Carte d’identité de Jeanne Spaier en 1943. Collection particulière.
Veuve, Jeanne Spaier occupe son premier poste de bibliothécaire le 30 mai 1936 : la bibliothèque universitaire de Besançon, où elle seconde le conservateur Maurice Piquard. Dès son arrivée, son « plus grand zèle et son activité éclairée2 » sont remarqués.

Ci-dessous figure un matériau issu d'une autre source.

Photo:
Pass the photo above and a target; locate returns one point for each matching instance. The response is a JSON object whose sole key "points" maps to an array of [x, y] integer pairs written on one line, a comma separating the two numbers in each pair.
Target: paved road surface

Pendant l’année universitaire 1939-1940, en l’absence de M. Piquard mobilisé, elle a la lourde tâche de diriger la bibliothèque universitaire. En octobre 1940, M. Déléan, l’unique « garçon de bibliothèque », âgé et malade, est mis en congé, puis part en retraite sans être remplacé. Le conseil de l’université alloue un crédit pour permettre à deux étudiants de la seconder3. Par la suite, Georges Gazier (1875-1951), à la retraite depuis 1937, reprend du service jusqu’au retour de M. Piquard. Le 26 mars 1941, un arrêté nomme Georges de Loye bibliothécaire adjoint « en remplacement de Mme Spaier, suspendue de ses fonctions par application de l’article 7 de la loi du 3 octobre 19404», l’infâme décret-loi antisémite du régime de Vichy qui exclut les Juifs d’un certain nombre de professions et constitue le premier acte de leur spoliation. Dès lors, Jeanne rejoint Lyon pour la rentrée scolaire de ses enfants, André (1922-2009) et Anne-Hélène, née en 1925. Tout en accomplissant avec courage et opiniâtreté de difficiles démarches pour être réintégrée dans son statut et son poste de bibliothécaire, elle trouve, dans un premier temps, un travail de libraire rue Victor Hugo. Le 14 avril 1942, Xavier Vallat, commissaire général aux questions juives, relève « Mme Spaier des interdictions édictées par l’article 3 de la loi du 2 juin 1941 » et la maintient « dans ses fonctions de bibliothécaire d’université ». Cette décision s’appuie sur l’histoire des ancêtres de Jeanne (son grand-père était chevalier de la Légion d’honneur), ainsi que sur la bravoure et la carrière universitaire de son mari, blessé et cité à deux reprises pendant la Première Guerre mondiale, chevalier de la Légion d’honneur à titre militaire. Jeanne Spaier est informée de cette décision le 5 juin 1942 par un courrier du directeur de l’enseignement supérieur, qui lui indique que « le poste [qu’elle occupait] précédemment à la Bibliothèque universitaire de Besançon ayant été pourvu, [elle sera] ultérieurement avisée de [sa] nouvelle affectation ». Le 1er octobre 1942, elle retrouve un poste de bibliothécaire à l’université de Lyon et le garde jusqu’en janvier 1955, date de sa prise de poste à la bibliothèque universitaire de Paris. Jeanne est affectée à la bibliothèque de documentation internationale contemporaine, de février 1955 jusqu’à son départ en retraite, le 15 septembre 1960, après une carrière méritante et exemplaire.